Cumpre atentar para o fato de que tal modalidade de oposição à execução, ocorre normalmente após a intimação do executado, acerca da realização de expediente de penhora e avaliação de bens (art. 475-J, CPC), sendo a prévia garantia do juízo, a consequência de tais providências processuais. Todavia, a necessária observância à regra processual aqui deduzida, de que a intimação somente deve ocorrer após a avaliação, não impede o Executado, de apresentar sua impugnação antes de ser intimado, o que quer dizer que o interessado virá aos autos espontânea e antecipadamente, ressaltando que, ainda resta a obrigação processual de intimar este mesmo Executado ofertando-lhe o prazo de 15 (quinze) dias, tão logo seja realizada a penhora e avaliação dos bens. Este é entendimento professado por Marinoni, entre outros doutrinadores.
- Embargos à execução: também conhecidos como embargos de primeira fase, são próprios das execuções fundadas em título executivo extrajudicial, encontrando previsão no art. 736 do CPC. Esta modalidade de oposição à execução, sofreu consideráveis alterações com a vigência da Lei n. 11.382/2006, sendo a principal delas, a desnecessidade de prévia garantia do juízo para a apresentação de Embargos à Execução.
Esta ação, assim como a impugnação, tem conta também com restrito rol de alegações a serem veiculadas, sendo elas: a) nulidade da execução, b) penhora incorreta ou avaliação errônea, c) excesso de execução ou cumulação indevida de execuções, d) retenção por benfeitorias necessárias ou úteis, nos casos de título para entrega de coisa certa, e) qualquer matéria que lhe seria lícito deduzir como defesa em processo de conhecimento.
- Embargos à arrematação, à alienação e à adjudicação – estes embargos são intitulados embargos de segunda fase, dispõe de matéria argumentativa ainda mais restrita que o anterior, eis que somente poderão fundar-se em questões processuais relativas à nulidade da execução, ou em causa extintiva da obrigação, desde que superveniente à penhora, ambas previstas no Art. 746 do CPC.

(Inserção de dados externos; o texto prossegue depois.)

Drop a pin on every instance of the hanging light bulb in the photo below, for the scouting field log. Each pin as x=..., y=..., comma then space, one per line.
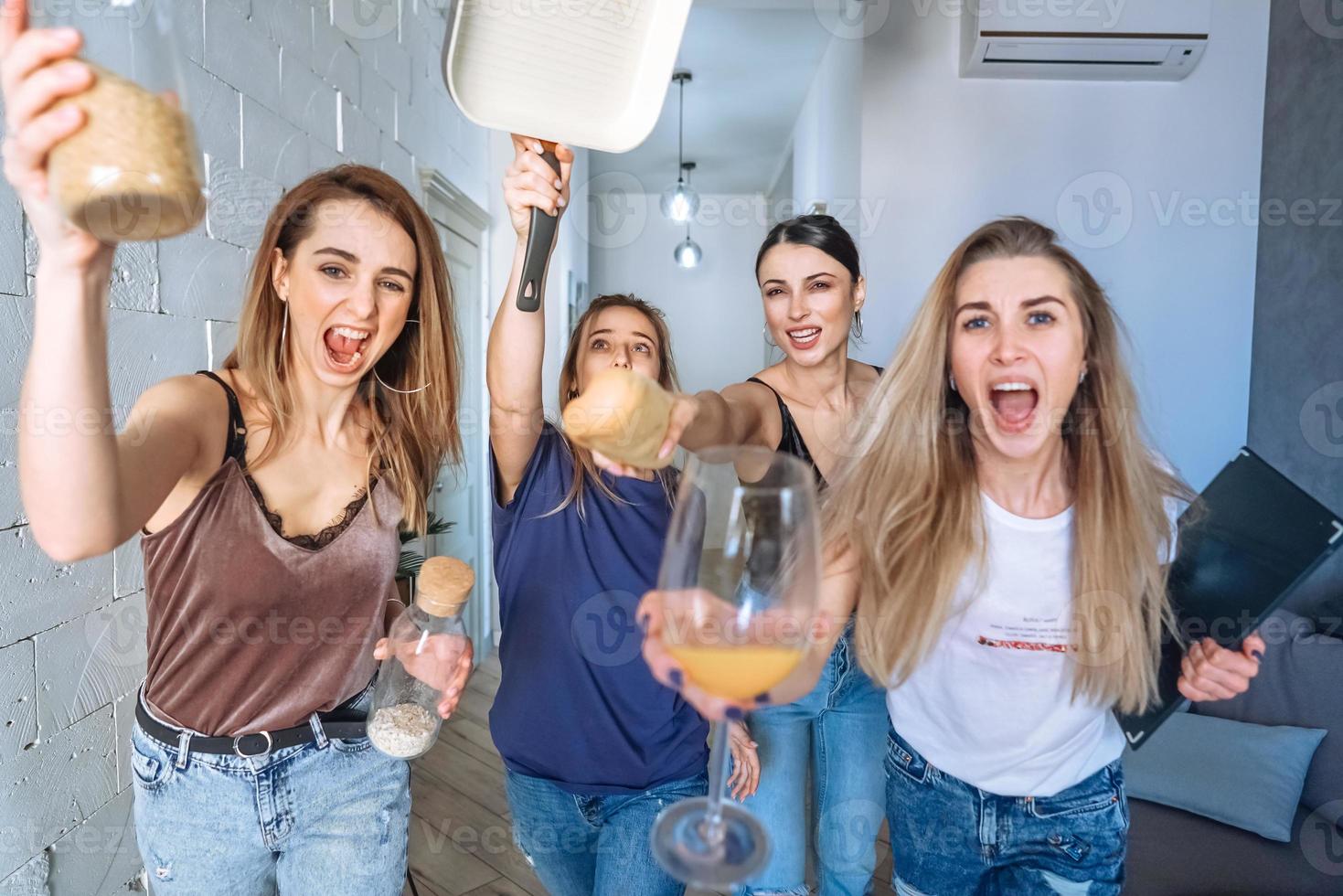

- Exceção de pré-executividade (ou objeção de pré-executividade) - como já abordado anteriormente, esta medida judicial que visa se contrapor à execução, seja ela fundada em título executivo judicial ou extrajudicial, tem como principal fundamento, a arguição de matérias que poderiam ser conhecidas de ofício pelo magistrado como prescrição, decadência, nulidades absolutas, não dependendo a exceção de oportunidade processual para arguição, podendo ser intentada em qualquer momento da execução.
Alguns autores, como Marinoni entendem que matérias que podem ser provadas de plano, quando do ajuizamento da exceção, podem por ela também ser veiculadas. Uma importante observação que deve ficar aqui registrada, e também alertada pelo Luiz Guilherme Marinoni é que as alegações constantes na exceção de pré-executividade estão condicionadas a inexistência de prévia manifestação judicial acerca do tema.
Existe sobre este último aspecto, palpitante celeuma acerca da continuidade da existência da dita exceção de pré-executividade, desde que não mais se passou a exigir prévia garantia de juízo para ajuizamento de embargos à execução, com o advento da nova redação do art. 736, introduzida pela Lei n. 11.382/2006. A princípio, de forma precipitada, poderia ser dito que sim, eis que a exceção ora comentada até então era uma maneira processual de buscar defesa no processo executório, evitando a constrição judicial de bens do executado, o que, pela alteração legislativa ora exposta, perderia sua razão de ser.
Ocorre que a exceção, ou objeção de pré-executividade, tem em si, um fundamento e uma possibilidade processual, que pode ser aplicada a qualquer tipo de execução, desde que se tenha matéria que deveria ser conhecida de ofício, a arguir, e a matéria a ser alegada, ainda não tenha sido objeto de apreciação judicial, pontuando que pode este expediente, ser manejado em qualquer momento da tramitação da execução. Assim, entendo que a exceção de pré-executividade, não deixará de ser utilizada, nem terá seu uso, diminuído, mas sim aproveitado em momentos processuais específicos, como um plus às outras formas de exercício do contraditório, efetivamente previstas em nossa legislação processual.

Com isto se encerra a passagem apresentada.